The poll also explored how participants would vote if the 2024 presidential election were held today and the candidates were Joe Biden and Donald Trump. The two tied with 40% with the remaining participants choosing either someone else, choosing not to vote, or being unsure about their decision.

Broken down by the party of the participants, the poll shows independent voters made a massive shift in who they would elect. Grinnell College National Poll Director Peter Hanson said in exit polling from the 2020 election, Biden won independent voters by a 54% to 41% margin. The results of this poll show Trump wins that group with 45% to Biden’s 28%.

“The president has time to turn his political fortunes around,” said Hanson. “But if it doesn’t happen soon, Democrats are likely to face a serious reckoning in the 2022 midterm elections.”   

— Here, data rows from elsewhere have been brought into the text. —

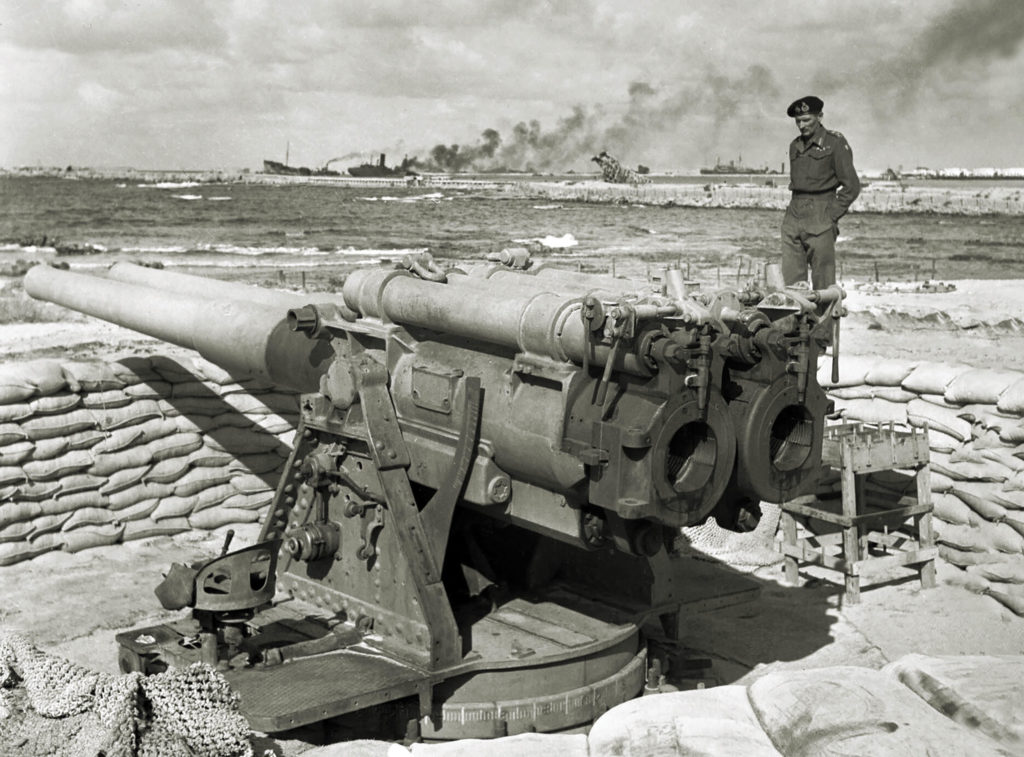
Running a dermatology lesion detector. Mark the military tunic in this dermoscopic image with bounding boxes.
[782,124,860,289]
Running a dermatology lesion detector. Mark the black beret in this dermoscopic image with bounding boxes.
[785,94,825,118]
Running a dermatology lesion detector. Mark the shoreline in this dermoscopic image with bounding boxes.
[6,170,1024,216]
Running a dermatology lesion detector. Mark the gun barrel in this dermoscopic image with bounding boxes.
[25,265,333,391]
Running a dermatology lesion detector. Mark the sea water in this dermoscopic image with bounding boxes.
[0,177,1024,282]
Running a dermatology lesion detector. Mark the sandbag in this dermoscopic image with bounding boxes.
[748,666,999,757]
[60,507,116,531]
[901,363,972,395]
[17,481,60,502]
[905,399,971,441]
[58,473,108,495]
[871,386,918,403]
[108,482,171,510]
[928,427,964,453]
[29,512,75,541]
[255,414,299,434]
[67,428,106,450]
[193,483,239,512]
[929,451,1013,483]
[82,389,135,410]
[0,439,36,466]
[174,468,236,497]
[0,520,35,542]
[0,465,28,487]
[63,523,125,552]
[0,502,43,528]
[29,392,82,415]
[953,481,1007,522]
[138,418,178,445]
[151,494,197,520]
[928,470,955,492]
[40,490,108,515]
[585,685,779,757]
[995,374,1024,416]
[143,457,189,483]
[22,408,96,441]
[60,361,125,392]
[828,384,872,399]
[223,391,299,415]
[32,436,71,460]
[218,485,273,510]
[843,399,907,425]
[864,358,920,386]
[231,473,272,494]
[89,445,153,476]
[935,524,991,552]
[115,499,159,523]
[983,522,1024,556]
[0,359,68,402]
[168,381,220,403]
[0,399,35,423]
[158,394,222,418]
[992,482,1024,510]
[228,452,285,475]
[188,506,259,531]
[938,544,1007,567]
[0,540,56,565]
[943,368,1022,405]
[981,447,1024,473]
[206,426,282,457]
[124,379,172,399]
[92,426,142,453]
[121,517,191,542]
[99,465,150,495]
[939,569,991,594]
[0,423,29,446]
[88,399,163,431]
[932,492,978,525]
[23,450,93,481]
[186,447,234,468]
[110,354,162,386]
[999,423,1024,445]
[956,404,1020,431]
[143,431,203,462]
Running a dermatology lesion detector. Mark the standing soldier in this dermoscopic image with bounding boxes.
[782,95,860,289]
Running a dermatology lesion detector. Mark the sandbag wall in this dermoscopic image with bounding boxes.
[0,356,298,565]
[818,356,1024,615]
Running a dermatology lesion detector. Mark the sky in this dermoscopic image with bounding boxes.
[0,0,1024,172]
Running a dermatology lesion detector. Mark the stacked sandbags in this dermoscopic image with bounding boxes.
[818,359,1024,615]
[0,356,298,565]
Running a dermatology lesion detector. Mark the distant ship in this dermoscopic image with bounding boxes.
[700,156,777,176]
[263,161,341,176]
[348,153,419,178]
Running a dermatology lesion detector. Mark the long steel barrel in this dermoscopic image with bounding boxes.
[342,268,649,376]
[25,265,334,391]
[106,262,343,312]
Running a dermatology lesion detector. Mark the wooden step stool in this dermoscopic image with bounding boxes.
[779,423,938,604]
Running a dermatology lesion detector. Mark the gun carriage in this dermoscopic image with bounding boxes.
[26,255,842,739]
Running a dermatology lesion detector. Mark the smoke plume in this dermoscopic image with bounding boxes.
[417,66,779,173]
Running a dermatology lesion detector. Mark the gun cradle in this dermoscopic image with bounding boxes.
[26,257,842,739]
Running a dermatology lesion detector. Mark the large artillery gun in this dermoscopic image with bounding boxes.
[26,256,843,739]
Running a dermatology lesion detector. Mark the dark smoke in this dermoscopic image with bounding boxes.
[815,0,1024,114]
[418,66,779,173]
[920,0,1024,66]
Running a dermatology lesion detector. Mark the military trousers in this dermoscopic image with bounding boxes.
[781,192,839,289]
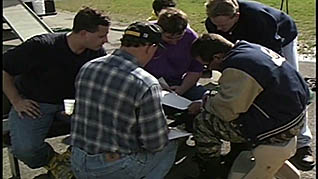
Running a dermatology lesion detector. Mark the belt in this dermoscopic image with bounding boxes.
[104,152,121,162]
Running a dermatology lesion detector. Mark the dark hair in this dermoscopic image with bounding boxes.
[152,0,176,16]
[191,33,233,63]
[120,37,150,47]
[157,7,188,34]
[72,7,110,33]
[205,0,239,18]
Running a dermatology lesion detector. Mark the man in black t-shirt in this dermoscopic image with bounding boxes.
[2,7,110,178]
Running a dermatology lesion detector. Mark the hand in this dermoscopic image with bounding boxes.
[12,99,41,119]
[188,101,202,115]
[170,86,184,95]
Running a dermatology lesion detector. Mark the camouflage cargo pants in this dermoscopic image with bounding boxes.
[193,111,304,160]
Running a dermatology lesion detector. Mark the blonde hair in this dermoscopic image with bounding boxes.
[204,0,239,17]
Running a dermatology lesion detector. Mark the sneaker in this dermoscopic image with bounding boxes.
[44,149,75,179]
[289,146,316,171]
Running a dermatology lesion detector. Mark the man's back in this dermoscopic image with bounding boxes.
[72,50,167,154]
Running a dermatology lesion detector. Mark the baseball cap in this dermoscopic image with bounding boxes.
[123,22,165,48]
[205,0,239,17]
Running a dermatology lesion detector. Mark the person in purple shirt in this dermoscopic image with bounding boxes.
[145,8,205,100]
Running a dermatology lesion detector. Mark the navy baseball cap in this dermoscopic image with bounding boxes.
[123,22,165,48]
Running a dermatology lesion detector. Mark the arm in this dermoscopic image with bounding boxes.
[204,68,263,121]
[2,70,41,118]
[137,85,168,152]
[170,72,201,95]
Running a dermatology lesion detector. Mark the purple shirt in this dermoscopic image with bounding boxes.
[145,27,203,83]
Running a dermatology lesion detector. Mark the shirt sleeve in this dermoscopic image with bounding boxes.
[2,36,43,76]
[138,85,168,152]
[204,68,263,121]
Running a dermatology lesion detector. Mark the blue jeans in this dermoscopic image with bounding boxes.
[71,141,177,179]
[9,103,63,169]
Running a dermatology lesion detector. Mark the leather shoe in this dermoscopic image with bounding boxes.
[289,146,316,171]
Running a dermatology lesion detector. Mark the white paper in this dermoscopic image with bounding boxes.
[161,90,192,110]
[168,128,192,140]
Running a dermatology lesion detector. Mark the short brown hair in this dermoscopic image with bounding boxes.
[205,0,239,17]
[191,33,233,63]
[72,6,110,33]
[152,0,176,16]
[158,7,188,34]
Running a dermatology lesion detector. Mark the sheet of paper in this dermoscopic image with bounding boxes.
[161,90,192,110]
[168,128,192,140]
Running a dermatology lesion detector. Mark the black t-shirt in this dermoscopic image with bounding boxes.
[205,1,297,53]
[3,33,106,104]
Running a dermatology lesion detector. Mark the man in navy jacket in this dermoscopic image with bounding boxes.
[205,0,315,171]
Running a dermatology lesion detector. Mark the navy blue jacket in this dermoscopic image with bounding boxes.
[221,41,309,143]
[205,1,297,53]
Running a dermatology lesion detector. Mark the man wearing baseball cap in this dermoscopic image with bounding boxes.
[71,22,177,179]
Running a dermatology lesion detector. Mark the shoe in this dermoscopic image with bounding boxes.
[192,156,230,179]
[289,146,316,171]
[44,149,75,179]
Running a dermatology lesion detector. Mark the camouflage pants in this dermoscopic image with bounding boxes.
[193,111,304,160]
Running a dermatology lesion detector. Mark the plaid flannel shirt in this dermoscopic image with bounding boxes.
[71,50,168,154]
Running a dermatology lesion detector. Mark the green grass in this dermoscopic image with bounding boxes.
[55,0,316,53]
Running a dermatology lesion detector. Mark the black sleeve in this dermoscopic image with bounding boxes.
[2,37,43,76]
[205,18,216,33]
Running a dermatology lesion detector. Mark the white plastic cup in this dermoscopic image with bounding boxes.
[64,99,75,115]
[32,0,45,15]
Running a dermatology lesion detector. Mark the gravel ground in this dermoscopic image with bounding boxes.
[2,8,316,179]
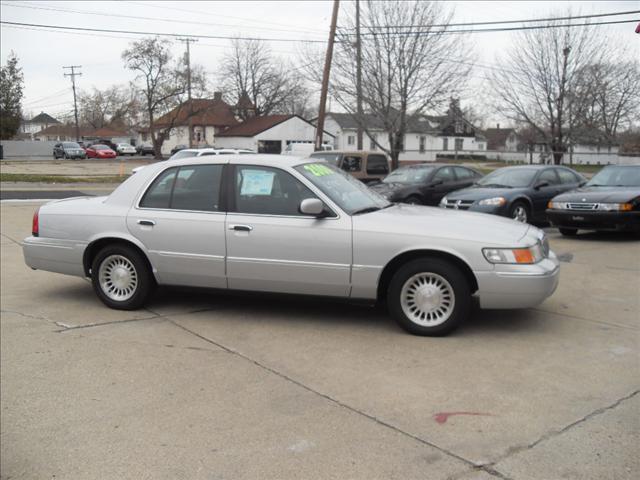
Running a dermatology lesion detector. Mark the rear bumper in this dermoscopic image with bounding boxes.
[22,237,86,277]
[475,252,560,308]
[547,209,640,231]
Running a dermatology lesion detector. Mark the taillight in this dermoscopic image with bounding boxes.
[31,208,40,237]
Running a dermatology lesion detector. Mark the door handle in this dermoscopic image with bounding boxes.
[229,225,253,232]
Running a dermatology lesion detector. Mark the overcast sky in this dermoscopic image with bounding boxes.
[0,0,640,124]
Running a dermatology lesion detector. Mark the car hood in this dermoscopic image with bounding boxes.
[352,204,537,246]
[554,187,640,203]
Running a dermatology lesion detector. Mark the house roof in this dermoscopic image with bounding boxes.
[484,128,516,150]
[218,115,298,137]
[155,98,238,128]
[28,112,60,124]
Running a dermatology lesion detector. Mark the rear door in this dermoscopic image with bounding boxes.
[127,163,227,288]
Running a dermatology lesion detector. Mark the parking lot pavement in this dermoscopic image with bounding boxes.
[0,205,640,480]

The Grinnell College National Poll, conducted October13-17, 2021, for Grinnell College by Selzer & Co. of Des Moines, IA, is based on telephone interviews with 915 U.S. adults ages 18 or older.

Interviewers with Quantel Research contacted households with randomly selected landline and cell phone numbers. Interviews were administered in English. Responses were adjusted by sex, age, and race to reflect the general population based on recent census data.

Percentages based on the full probability sample of 915 respondents may have a maximum margin of error of plus or minus 3.2 percentage points. This means that if this survey were repeated using the same questions and the same methodology, 19 times out of 20, the findings would not vary from the true population value by more than plus or minus 3.1 percentage points. Results based on smaller samples of respondents—such as by gender or age—have a larger margin of error.